Lavoro e professione

Ginecologi obiettori: un libro bianco del network «Global Doctors for Choice» fa il punto e detta la linea ai professionisti

di Barbara Gobbi

Ci sono stime e percentuali, probabilmente al ribasso, nel Libro bianco sull'obiezione di coscienza e il rifiuto a fornire assistenza riproduttiva messo a punto dal network "Global Doctors for Choice". Ma non solo: il report fa anche una panoramica delle condizioni in cui l'obiezione è più frequente e delle conseguenze che comporta, per l'organizzazione sanitaria e per le donne. Fino a fornire una proposta che mira «a standardizzare la definizione della pratica e a sviluppare i criteri d'elezione che definiscono il ginecologo obiettore».

I dati. L'obiezione di coscienza sembra essere diffusa ai livelli dell'Italia in poche altre parti del mondo. Anche se gli studi rigorosi sono pochi, le stime vanno dal 10% di ginecologi-ostetriche che rifiutano di effettuare l'aborto nel Regno Unito, a più del 70% registrato nel nostro Paese (con il 50% di anestesisti obiettori) e all'80% del Portogallo. Il rapporto contiene dati - pubblicati tra il 1998 e il 2013 - da tutto il mondo: si va dal 14% dei medici di varie specialità a Hong Kong che risulta essere obiettore, al 17% dei farmacisti nello Stato americano del Nevada che si è rifiutato di vendere la pillola abortiva. E ancora, in Austria risultano diverse regioni prive di assistenza in questo senso. Un sondaggio fra medici, infermieri e studenti in medicina statunitensi ha indicato che oltre due terzi è a favore dell'aborto, ma che solo un terzo lo effettuerebbe.

La proposta. La principale raccomandazione contenuta nel Libro bianco è definire degli standard che definiscano la «pratica» e sviluppare una serie di criteri d'elezione che definiscano il medico obiettore. «Questa definizione - si legge nelle Conclusioni al libro bianco - dovrebbe comportare degli obblighi in capo all'obiettore, come una aperta dichiarazione a colleghi e pazienti e doveri di riferire, di fornire informazioni precise e di mettersi comunque a disposizione in caso di interventi di urgenza. Le organizzazioni professionali dovrebbero confermare la conformità agli standard di cura dei medici, eliminando il rifiuto come opzione nei casi di gravidanza extrauterina, di aborto spontaneo, di violenza sessuale e di maternità gravata da condizioni di malattia». Nel complesso, è la propostale organizzazioni mediche e di salute pubbliche potrebbero stabilire una serie di standard clinici per l'obiezione di coscienza, in grado di reponsabilizzarli davanti ai pazienti, alle società mediche, ad sistemi sanitari e giudiziari.

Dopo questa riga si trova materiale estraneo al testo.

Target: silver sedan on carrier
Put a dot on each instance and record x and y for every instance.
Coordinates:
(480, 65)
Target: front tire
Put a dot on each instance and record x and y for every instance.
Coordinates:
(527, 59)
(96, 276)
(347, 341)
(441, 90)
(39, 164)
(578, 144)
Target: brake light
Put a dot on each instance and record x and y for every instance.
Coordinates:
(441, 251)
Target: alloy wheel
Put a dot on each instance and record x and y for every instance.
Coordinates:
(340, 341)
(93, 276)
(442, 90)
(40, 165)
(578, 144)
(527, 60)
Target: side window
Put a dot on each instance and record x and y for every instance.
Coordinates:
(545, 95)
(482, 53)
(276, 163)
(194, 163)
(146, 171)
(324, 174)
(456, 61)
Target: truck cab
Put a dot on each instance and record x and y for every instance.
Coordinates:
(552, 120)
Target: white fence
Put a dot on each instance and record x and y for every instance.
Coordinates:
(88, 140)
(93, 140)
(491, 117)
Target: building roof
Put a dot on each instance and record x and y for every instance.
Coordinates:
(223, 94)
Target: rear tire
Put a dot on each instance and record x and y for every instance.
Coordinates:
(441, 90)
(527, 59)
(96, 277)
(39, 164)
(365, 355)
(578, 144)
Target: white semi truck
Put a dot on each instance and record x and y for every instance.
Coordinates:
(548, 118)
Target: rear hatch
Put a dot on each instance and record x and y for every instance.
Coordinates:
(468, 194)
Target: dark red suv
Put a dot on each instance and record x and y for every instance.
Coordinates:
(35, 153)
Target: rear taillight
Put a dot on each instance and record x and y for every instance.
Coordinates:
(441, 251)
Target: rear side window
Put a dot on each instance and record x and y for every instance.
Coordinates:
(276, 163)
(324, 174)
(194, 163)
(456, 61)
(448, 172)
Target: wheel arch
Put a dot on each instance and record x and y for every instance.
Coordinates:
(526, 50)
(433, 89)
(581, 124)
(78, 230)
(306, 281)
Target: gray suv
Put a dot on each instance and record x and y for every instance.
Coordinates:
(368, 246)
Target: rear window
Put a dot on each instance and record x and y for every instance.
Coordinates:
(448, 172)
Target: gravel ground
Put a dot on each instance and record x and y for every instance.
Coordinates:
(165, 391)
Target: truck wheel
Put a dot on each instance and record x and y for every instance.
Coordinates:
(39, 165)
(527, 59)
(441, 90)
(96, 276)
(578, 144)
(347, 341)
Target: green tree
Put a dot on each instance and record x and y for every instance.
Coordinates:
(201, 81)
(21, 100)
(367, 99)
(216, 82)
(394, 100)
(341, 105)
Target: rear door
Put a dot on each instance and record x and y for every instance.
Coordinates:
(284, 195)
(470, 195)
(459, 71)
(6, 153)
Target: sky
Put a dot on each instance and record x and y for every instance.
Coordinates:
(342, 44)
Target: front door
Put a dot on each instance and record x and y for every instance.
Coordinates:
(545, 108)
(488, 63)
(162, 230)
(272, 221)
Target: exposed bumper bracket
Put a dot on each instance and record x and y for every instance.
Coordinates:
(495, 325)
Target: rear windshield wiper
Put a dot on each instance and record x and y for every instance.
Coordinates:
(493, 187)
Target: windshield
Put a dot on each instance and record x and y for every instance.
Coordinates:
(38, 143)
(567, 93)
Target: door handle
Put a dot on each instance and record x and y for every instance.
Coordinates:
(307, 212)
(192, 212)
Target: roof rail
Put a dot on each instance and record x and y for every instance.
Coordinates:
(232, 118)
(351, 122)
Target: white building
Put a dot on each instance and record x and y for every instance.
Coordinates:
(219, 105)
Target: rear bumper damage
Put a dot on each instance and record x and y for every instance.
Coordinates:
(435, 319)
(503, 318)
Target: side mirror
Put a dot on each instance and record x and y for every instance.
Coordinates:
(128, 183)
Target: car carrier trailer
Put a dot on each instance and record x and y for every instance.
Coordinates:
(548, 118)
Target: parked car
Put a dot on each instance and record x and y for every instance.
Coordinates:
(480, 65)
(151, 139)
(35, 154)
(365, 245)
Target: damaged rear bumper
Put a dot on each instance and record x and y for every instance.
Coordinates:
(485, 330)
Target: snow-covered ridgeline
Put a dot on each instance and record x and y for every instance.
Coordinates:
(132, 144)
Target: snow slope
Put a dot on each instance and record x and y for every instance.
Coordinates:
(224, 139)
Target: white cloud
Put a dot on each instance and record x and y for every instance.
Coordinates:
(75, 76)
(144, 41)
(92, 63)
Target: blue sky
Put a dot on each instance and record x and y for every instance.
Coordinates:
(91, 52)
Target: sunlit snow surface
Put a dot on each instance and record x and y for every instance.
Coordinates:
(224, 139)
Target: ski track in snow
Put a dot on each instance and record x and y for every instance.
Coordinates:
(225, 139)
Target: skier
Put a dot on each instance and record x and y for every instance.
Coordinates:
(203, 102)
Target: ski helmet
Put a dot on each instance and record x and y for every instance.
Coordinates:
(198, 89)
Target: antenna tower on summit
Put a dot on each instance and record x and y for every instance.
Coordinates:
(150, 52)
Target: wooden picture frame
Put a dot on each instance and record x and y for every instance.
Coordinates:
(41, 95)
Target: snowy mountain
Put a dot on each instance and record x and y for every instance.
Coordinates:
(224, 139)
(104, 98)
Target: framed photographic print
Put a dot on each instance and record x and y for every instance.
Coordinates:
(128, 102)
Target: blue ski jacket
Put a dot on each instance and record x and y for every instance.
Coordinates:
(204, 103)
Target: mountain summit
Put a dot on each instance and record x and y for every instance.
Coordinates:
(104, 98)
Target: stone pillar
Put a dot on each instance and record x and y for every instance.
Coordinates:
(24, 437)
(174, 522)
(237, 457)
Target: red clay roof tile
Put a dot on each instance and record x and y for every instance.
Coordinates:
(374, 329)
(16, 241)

Il caso Italia. In crescita in tutto il mondo, l'obiezione di coscienza dilaga in Italia, dove sfiora punte del 90% nei singoli ospedali di alcune Regioni. I dati del ministero della Salute, nell'ultima relazione al Parlamento sull'attuazione della legge 194, indicano un progressivo aumento dei medici obiettori, con la crescita del 17,3% in 30 anni, a fronte di un dimezzamento degli aborti nello stesso periodo. Sempre secondo le cifre ufficiali a livello nazionale, si è passati dal 58,7% di ginecologi obiettori del 2005 al 69,3% nel 2010 e nel 2011. Tra gli anestesisti la situazione è più stabile, con una variazione dal 45,7% nel 2005 al 50,8% nel 2010 e al 47,5% nel 2011. In aumento gli obiettori anche tra il personale non medico, dal 38,6% nel 2005 al 43,1% nel 2011.
Percentuali superiori all'80% di obiettori tra i ginecologi sono presenti principalmente al Sud: 88,4% in Campania, 87,9% in Molise, 85,2% in Basilicata, 84,6% in Sicilia, 83,8% in Abruzzo, 81,8% nella Provincia di Bolzano e 80,7% nel Lazio. Anche per gli anestesisti i valori più elevati si osservano al sud (con un massimo di 78,1% in Sicilia, 74,5% in Molise, 72,8% in Calabria, 72,4% nel Lazio e 71,4% in Campania). Per il personale non medico i valori sono più bassi e presentano una maggiore variabilità, con un massimo di 85,3% in Molise e 81,4% in Sicilia.